GM Refocuses, Streamlines Advertising Effort
DETROIT, Sept 16 Reuters reported that with more than 10,000 car commercials beamed to American households every week, even General Motors Corp., the largest advertiser in the United States, is worried about breaking through the clutter.
The world's largest automaker, which spent an estimated $2.14 billion on advertising and marketing in the United States last year according to CMR/TSN, has focused its message and streamlined the process to approve ads, said CJ Fraleigh, GM's executive director of advertising and corporate marketing.
"We're trying to get all of our advertising to break through the unbelievable clutter that's out there and focus on a core idea," Fraleigh, hired by GM from PepsiCo Inc. <PEP.N> in January 2001, told Reuters in an interview. "We want to make sure that people have a clear idea of what Cadillac and Hummer and Chevy and every one of our divisions stands for."
This week, GM will unveil three new advertising campaigns -- for its Buick and Pontiac divisions and for General Motors as a whole -- that it hopes will change impressions for the better.
Critics of GM's advertising efforts over the past few years have contended that many of GM's vehicle divisions have sent muddled messages.

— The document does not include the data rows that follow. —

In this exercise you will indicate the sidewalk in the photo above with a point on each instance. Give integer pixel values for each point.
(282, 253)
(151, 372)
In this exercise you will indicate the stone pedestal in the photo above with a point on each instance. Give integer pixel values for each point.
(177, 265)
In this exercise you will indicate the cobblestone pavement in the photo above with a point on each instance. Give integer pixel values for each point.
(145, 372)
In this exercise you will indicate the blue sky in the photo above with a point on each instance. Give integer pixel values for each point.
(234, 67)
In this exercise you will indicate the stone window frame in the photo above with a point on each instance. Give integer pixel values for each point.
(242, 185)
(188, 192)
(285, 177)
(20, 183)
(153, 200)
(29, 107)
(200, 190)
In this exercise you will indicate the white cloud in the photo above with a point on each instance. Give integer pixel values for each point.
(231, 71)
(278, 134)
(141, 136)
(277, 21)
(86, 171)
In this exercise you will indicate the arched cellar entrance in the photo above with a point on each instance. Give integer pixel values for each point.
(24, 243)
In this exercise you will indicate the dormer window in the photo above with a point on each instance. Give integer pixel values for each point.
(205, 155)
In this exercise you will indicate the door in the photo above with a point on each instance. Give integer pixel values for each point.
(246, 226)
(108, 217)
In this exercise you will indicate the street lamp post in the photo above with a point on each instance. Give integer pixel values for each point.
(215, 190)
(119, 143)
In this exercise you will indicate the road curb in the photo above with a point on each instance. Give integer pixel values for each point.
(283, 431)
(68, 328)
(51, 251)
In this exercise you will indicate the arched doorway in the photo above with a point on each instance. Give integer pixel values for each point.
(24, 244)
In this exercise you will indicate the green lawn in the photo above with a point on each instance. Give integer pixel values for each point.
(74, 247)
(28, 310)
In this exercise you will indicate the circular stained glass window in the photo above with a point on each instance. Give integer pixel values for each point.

Often, that was due to bland or poorly produced vehicles that failed to deliver on the promises that the ads parlayed, they said.
"What they've always lacked is a clear position with each brand. Once upon a time they had it, and they let it get away," said Jack Trout, a marketing strategist at the helm of Trout & Partners.
Until recently, GM had more than 50 brand managers that were in charge of approving the ads, part of its much criticized "brand management" philosophy of promoting individual car and truck models rather than a vehicle division.
But with a reorganization of the vehicle development system announced earlier this year, just seven advertising directors working for each vehicle division, such as Cadillac, Chevrolet or Buick, are responsible for the ads, Fraleigh said.
"When you take a couple of billion dollars and split it up 50 different ways, you're not going to get as much impact as if you would take that same money and split it up seven ways," he said.
GM also dropped extensive testing requirements for each advertising campaign, which Fraleigh described as "a huge burden" that could hurt the creative process.
The renewed focus has appeared to pay dividends. After the Sept. 11 attacks last year, GM responded with a simple, zero-percent financing offer that consumers easily grasped.
The incentives, which have reappeared several times since, led to record U.S. vehicle sales last October, and have boosted GM's U.S. market share this year.
Some of GM's more recent ad campaigns have also received strong praise, even from some of the automaker's harshest critics. Bob Garfield, a columnist with Advertising Age, recently called GM's Saturn division the "brown shoe of the American automobile industry."
But he described Saturn's new brand campaign as a "a work of genuine genius." The ads, created by Omnicom Group Inc.'s Goodby, Silverstein & Partners, San Francisco, show commuters headed to work and kids going to school, all shuffling down streets without cars.
Ads for Cadillac, set to the Led Zeppelin song "Rock and Roll," have also injected some excitement into the struggling luxury vehicle brand.
"No one can miss the fact that Cadillac is at least coming to life," Mark DiMassimo, the head of the independent advertising agency DiMassimo Brand Advertising. "Cadillac was looking like a dead brand. Suddenly, Cadillac advertising is surprising."
But Fraleigh conceded there would be missteps. Both the new Pontiac and Buick advertisements that debut this week replace short-lived campaigns that failed.
"I think every one of our divisional campaigns have taken a step forward from where they've been," he said. "There's still significant upside to getting to our ultimate goal of being the best advertiser in the world."